How we determine how fast an
enzyme works
• We set up a series of tubes containing graded
concentrations of substrate, [S] . At time zero, we
add a fixed amount of the enzyme preparation.
• Over the next few minutes, we measure the
concentration of product formed. If the product
absorbs light, we can easily do this in a
spectrophotometer.
• Early in the run, when the amount of substrate is
in substantial excess to the amount of enzyme,
the rate we observe is the initial velocity of Vi.
THE ENZYME-SUBSTRATE COMPLEX
AND ENZYME ACTION
• There is no single theory which accounts for
the unusual specificity and activity of enzyme
catalysis.
• However, there are a number of plausible
ideas supported by experimental evidence for
a few specific enzymes.
• Probably, all or some collection of these
phenomena acting together combine to give
enzymes their special properties.
THE ENZYME-SUBSTRATE COMPLEX
AND ENZYME ACTION
• The x-ray crystallography, spectroscopy, and
electron-spin resonance showed the
existence of a substrate-enzyme complex.
• The substrate binds to a specific region of the
enzyme called the active site, where reaction
occurs and products are released.
• Binding to create the complex is sometimes
due to the type of weak attractive forces.

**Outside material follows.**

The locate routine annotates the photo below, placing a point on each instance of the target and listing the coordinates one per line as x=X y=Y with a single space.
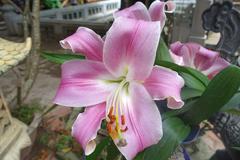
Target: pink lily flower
x=195 y=56
x=119 y=83
x=156 y=11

THE ENZYME-SUBSTRATE COMPLEX
AND ENZYME ACTION
• The complex is formed when the substrate key
joins with the enzyme lock.
• The hydrogen bonds formed between the
substrate and groups widely separated in the
amino acid chain of the enzyme.
THE ENZYME-SUBSTRATE COMPLEX
AND ENZYME ACTION
• The protein molecule is folded in such a way that a
group of reactive amino acid side chains in the enzyme
presents a very specific site to the substrate.
• The reactive groups encountered in enzymes include
the R group of Asp, Cys, Glu, His, Lys, Met, Ser, Thr, and
the end amino and carboxyl functions.
• Since the number of such groups near the substrate is
typically 20, only a small fraction of the enzyme is
believed to participate directly in the enzyme's active
site.
• Large enzymes may have more than one
active site.
• Many of the remaining amino acids determine
the folding along a chain of amino acids
(secondary structure) and the placement of
one part of a folded chain next to another
(tertiary structure), which help create the
active site itself
THE ENZYME-SUBSTRATE COMPLEX
AND ENZYME ACTION
• Enzymes can hold substrates so that their
reactive regions are close to each other and to
the enzyme's catalytic groups.
• This feature, which quite logically can
accelerate a chemical reaction, is known as
the proximity effect.
• Reaction will occur only when the molecules come
together at the proper orientation so that the reactive
atoms or groups are in close juxtaposition.
• Enzymes are believed to bind substrates in especially
favorable positions, thereby contributing an
orientation effect, which accelerates the rate of
reaction.
• Also called orbital steering, this phenomenon has
qualitative merit as a contributing factor to enzyme
catalysis. The quantitative magnitude of its effect,
however, is still difficult to assess in general.